Pour notre part, nous avons mis en avant que le véritable danger pour la classe ouvrière était d'ordre idéologique et politique autour de ce que nous avons qualifié "d'alternative-piège, terrorisme-antiterrorisme". Comme toujours, le prolétariat est la principale victime physique des différents affrontements impérialistes quelles que soient leur forme et leur intensité. L'ensemble de la Gauche communiste dénonce ce fait. Mais, c'est surtout l'utilisation idéologique et politique d'une part, et policière de l'autre, de ces attentats par l'ensemble des bourgeoisies nationales, au premier plan les principales d'entre elles, qui est le véritable danger pour le prolétariat.
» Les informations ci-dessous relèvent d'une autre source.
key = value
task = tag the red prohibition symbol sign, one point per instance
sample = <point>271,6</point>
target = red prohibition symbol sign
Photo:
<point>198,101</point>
"Les attentats se sont révélés un prétexte très utile pour nos dirigeants afin de faire ce qu'ils voulaient faire de toute manière. Le terrorisme fournit à la classe dominante l'excuse parfaite pour augmenter la répression. Alors qu'aujourd'hui, ces mesures sont dirigées contre les groupes et mouvements islamistes, demain ils seront utilisés contre les organisations et les militants de la classe ouvrière" (RP, Terrorism and Class Politics). Le CCI aussi dans ses différentes prises de position dans ses publications dénonce les mesures de répression prises par la bourgeoisie en cette occasion. "Les campagnes anti-terroristes actuelles ont permis de justifier avant tout un renforcement sans précédent de l'appareil répressif" (RI 360 de septembre). Tous les groupes sont clairs sur cette question.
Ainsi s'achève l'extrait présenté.